Model Overview
This model, AmsterdamDocClassificationLlama200T3Epochs, is a 7 billion parameter variant of meta-llama/Llama-2-7b-chat-hf, fine-tuned by FemkeBakker. It was developed as part of the "Assessing Large Language Models for Document Classification" project by the Municipality of Amsterdam. The fine-tuning focused on document classification using the AmsterdamBalancedFirst200Tokens dataset, which comprises documents truncated to their initial 200 tokens.
Key Capabilities
- Specialized Document Classification: Fine-tuned specifically for classifying documents based on their first 200 tokens.
- Llama-2 Base: Leverages the robust architecture of Llama-2-7b-chat-hf.
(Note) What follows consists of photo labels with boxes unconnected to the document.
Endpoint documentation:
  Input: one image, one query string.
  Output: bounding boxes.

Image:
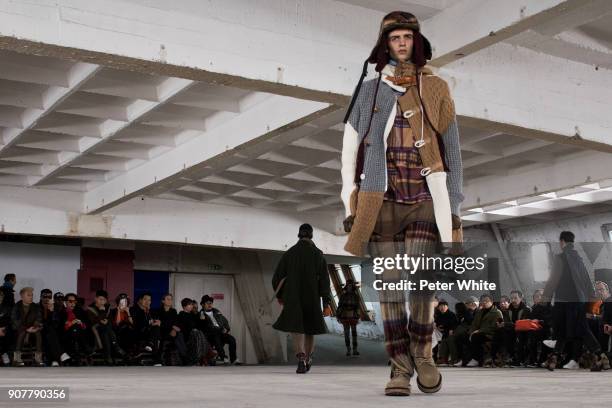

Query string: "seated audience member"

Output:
[40,289,67,367]
[467,294,503,367]
[87,290,125,365]
[110,293,138,353]
[0,291,13,366]
[200,295,239,364]
[157,293,187,361]
[0,273,17,311]
[176,298,215,365]
[434,299,459,364]
[487,296,514,367]
[527,289,552,367]
[130,292,161,366]
[593,281,612,353]
[508,290,531,366]
[60,293,93,366]
[11,287,44,367]
[448,296,478,367]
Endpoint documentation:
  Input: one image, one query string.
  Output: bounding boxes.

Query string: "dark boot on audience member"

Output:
[306,353,312,372]
[385,363,410,397]
[295,353,307,374]
[544,353,558,371]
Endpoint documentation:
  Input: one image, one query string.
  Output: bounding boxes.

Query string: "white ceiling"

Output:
[0,0,612,225]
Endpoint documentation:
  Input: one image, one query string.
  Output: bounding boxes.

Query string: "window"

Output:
[531,243,550,282]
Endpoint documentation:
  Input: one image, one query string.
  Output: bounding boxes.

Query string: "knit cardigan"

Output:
[341,65,463,256]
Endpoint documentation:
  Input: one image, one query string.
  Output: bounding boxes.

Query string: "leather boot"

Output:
[34,351,45,367]
[385,363,410,397]
[414,357,442,394]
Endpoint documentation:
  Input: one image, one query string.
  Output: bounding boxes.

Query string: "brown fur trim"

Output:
[344,191,385,256]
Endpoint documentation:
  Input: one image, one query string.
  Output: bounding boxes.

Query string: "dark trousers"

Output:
[527,327,551,365]
[470,332,491,362]
[63,325,93,362]
[206,330,236,363]
[42,326,62,362]
[15,330,42,352]
[553,302,601,360]
[342,323,357,350]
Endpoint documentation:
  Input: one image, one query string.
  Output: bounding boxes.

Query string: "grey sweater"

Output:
[348,75,464,216]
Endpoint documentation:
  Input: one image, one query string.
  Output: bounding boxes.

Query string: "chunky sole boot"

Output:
[544,354,557,371]
[413,357,442,394]
[385,365,410,397]
[295,353,308,374]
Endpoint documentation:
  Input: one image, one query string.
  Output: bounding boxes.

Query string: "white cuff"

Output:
[425,172,453,243]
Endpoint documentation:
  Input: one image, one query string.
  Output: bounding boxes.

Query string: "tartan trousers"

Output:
[370,203,438,376]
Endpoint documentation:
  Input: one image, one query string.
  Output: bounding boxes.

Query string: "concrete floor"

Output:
[0,365,612,408]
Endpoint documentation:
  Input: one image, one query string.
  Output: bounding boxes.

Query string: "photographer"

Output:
[87,290,125,365]
[40,289,66,367]
[60,293,92,366]
[130,292,161,366]
[11,287,44,367]
[110,293,138,352]
[200,295,237,364]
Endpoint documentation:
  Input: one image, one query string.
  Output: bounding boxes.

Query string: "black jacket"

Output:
[130,304,156,332]
[435,310,459,337]
[11,300,42,331]
[508,302,531,323]
[155,307,182,336]
[200,308,230,333]
[176,310,199,339]
[0,283,15,309]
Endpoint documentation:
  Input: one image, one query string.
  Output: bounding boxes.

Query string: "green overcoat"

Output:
[272,239,331,334]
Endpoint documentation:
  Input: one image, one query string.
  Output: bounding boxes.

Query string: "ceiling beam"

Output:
[84,96,337,213]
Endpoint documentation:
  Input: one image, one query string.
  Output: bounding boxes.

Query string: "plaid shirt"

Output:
[385,103,431,204]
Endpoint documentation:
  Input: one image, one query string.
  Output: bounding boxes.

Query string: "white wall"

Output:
[0,242,81,301]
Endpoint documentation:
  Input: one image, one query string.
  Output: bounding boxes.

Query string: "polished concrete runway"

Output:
[0,365,612,408]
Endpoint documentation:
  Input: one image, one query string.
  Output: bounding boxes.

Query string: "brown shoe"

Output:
[414,357,442,394]
[385,364,410,397]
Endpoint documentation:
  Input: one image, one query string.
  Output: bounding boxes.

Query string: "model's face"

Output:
[164,296,172,307]
[387,29,414,62]
[66,296,76,309]
[140,295,151,309]
[21,292,34,305]
[533,292,542,304]
[595,283,610,300]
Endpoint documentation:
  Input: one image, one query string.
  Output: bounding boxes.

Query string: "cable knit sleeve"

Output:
[340,96,360,217]
[442,118,464,217]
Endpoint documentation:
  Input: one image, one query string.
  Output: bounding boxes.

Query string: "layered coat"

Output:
[272,238,331,334]
[341,65,463,256]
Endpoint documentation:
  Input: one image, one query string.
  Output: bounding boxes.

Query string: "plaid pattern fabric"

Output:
[372,217,438,376]
[385,103,431,204]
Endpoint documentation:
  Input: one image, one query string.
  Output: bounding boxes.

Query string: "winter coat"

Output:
[11,300,42,331]
[272,239,331,334]
[200,307,230,334]
[508,302,531,323]
[435,310,459,337]
[542,243,595,303]
[470,306,504,337]
[341,65,463,256]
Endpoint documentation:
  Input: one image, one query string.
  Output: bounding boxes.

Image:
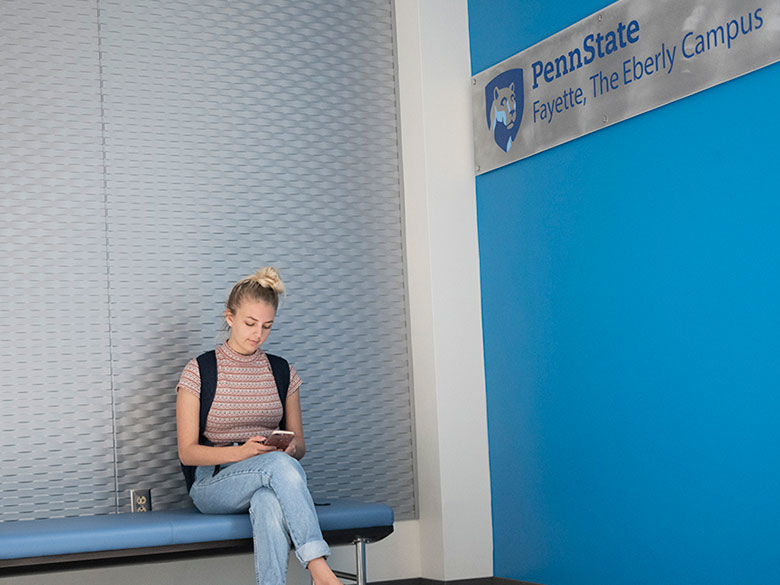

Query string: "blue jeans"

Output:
[190,451,330,585]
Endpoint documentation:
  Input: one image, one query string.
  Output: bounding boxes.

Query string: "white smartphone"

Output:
[265,431,295,451]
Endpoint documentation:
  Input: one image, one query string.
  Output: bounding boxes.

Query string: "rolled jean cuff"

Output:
[295,540,330,567]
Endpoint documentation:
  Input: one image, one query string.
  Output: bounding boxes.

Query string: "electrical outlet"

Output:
[130,490,152,512]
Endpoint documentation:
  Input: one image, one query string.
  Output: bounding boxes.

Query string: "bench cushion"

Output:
[0,500,393,559]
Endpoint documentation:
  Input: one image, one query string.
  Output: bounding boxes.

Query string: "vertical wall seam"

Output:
[95,0,119,513]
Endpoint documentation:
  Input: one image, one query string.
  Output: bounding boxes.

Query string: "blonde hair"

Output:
[225,266,284,314]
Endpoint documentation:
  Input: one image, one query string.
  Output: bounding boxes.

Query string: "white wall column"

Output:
[396,0,493,581]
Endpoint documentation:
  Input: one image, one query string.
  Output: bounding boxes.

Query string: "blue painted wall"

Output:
[469,0,780,585]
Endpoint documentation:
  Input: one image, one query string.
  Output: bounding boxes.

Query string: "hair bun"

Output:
[250,266,284,295]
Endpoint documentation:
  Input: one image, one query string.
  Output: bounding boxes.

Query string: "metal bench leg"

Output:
[355,538,366,585]
[333,538,368,585]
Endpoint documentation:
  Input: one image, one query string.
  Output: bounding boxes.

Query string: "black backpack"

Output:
[181,349,290,493]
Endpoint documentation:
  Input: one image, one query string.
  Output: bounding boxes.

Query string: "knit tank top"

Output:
[178,343,301,445]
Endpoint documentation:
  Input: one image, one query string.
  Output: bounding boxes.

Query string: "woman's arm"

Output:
[284,392,306,459]
[176,387,278,465]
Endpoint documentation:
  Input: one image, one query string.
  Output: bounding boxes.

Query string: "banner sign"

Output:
[472,0,780,174]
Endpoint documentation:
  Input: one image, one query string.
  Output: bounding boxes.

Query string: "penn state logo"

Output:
[485,69,524,152]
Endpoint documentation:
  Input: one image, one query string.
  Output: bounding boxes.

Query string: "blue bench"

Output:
[0,500,393,585]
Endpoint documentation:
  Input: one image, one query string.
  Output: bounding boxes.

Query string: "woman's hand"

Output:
[236,435,279,461]
[284,439,299,459]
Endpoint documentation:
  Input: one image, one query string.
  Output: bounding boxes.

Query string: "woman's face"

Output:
[225,300,276,355]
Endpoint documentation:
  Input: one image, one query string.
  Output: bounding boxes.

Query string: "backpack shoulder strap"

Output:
[198,349,217,445]
[181,350,217,493]
[265,353,290,429]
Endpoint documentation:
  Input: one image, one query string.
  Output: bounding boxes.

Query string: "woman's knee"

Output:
[260,451,306,483]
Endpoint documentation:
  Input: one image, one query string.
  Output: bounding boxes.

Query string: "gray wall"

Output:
[0,0,416,520]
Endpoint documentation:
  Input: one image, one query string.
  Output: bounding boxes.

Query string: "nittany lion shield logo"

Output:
[485,69,523,152]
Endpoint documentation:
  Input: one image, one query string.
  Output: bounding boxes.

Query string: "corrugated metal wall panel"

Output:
[0,1,116,521]
[0,0,416,518]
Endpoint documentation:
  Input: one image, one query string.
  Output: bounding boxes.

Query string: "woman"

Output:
[176,267,340,585]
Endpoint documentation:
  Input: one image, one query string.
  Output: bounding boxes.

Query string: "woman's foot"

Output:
[306,557,342,585]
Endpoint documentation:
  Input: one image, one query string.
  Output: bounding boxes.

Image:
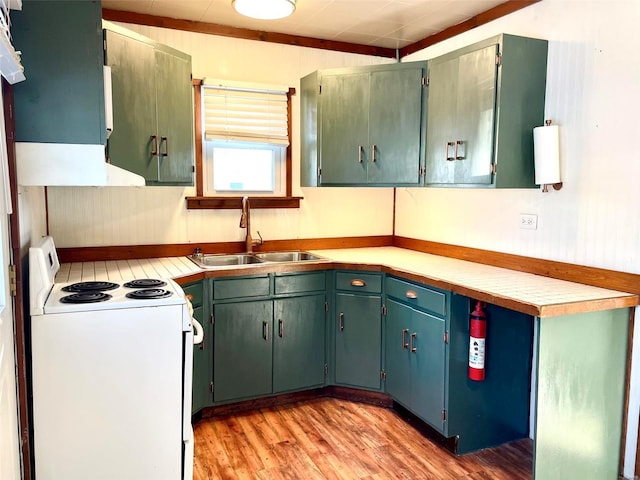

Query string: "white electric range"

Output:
[29,237,197,480]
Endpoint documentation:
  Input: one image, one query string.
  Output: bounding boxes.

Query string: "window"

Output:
[187,80,299,208]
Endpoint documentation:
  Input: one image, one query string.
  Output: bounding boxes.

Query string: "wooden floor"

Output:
[193,398,533,480]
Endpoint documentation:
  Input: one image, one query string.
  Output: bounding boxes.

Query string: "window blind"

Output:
[0,0,25,84]
[202,81,289,146]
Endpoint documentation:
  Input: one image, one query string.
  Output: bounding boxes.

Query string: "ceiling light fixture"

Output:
[231,0,296,20]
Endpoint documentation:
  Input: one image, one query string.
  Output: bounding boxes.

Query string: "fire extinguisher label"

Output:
[469,337,485,369]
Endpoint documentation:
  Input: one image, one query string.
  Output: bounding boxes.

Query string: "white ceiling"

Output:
[102,0,505,49]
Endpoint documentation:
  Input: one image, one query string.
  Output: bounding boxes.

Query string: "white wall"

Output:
[0,101,21,480]
[396,0,640,273]
[48,25,393,247]
[395,0,640,478]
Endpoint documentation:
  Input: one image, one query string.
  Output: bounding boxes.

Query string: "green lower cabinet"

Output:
[213,300,273,403]
[273,293,325,393]
[335,293,382,390]
[385,300,445,432]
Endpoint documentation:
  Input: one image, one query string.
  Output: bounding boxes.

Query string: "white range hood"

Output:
[16,142,145,187]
- Optimized Training: Underwent three epochs of fine-tuning, achieving a validation loss of 0.8116.
Training Details
The model was trained on 9900 documents and evaluated on 1100 documents, all formatted as conversations. Training hyperparameters included a learning rate of 1e-05, a train_batch_size of 2, and gradient_accumulation_steps of 8, resulting in a total batch size of 16. The training process took approximately 2 hours and 3 minutes. Further specifics and code can be found on the GitHub repository.
Good For
- Short Document Classification: Ideal for use cases where classification decisions can be made based on the initial segments of documents.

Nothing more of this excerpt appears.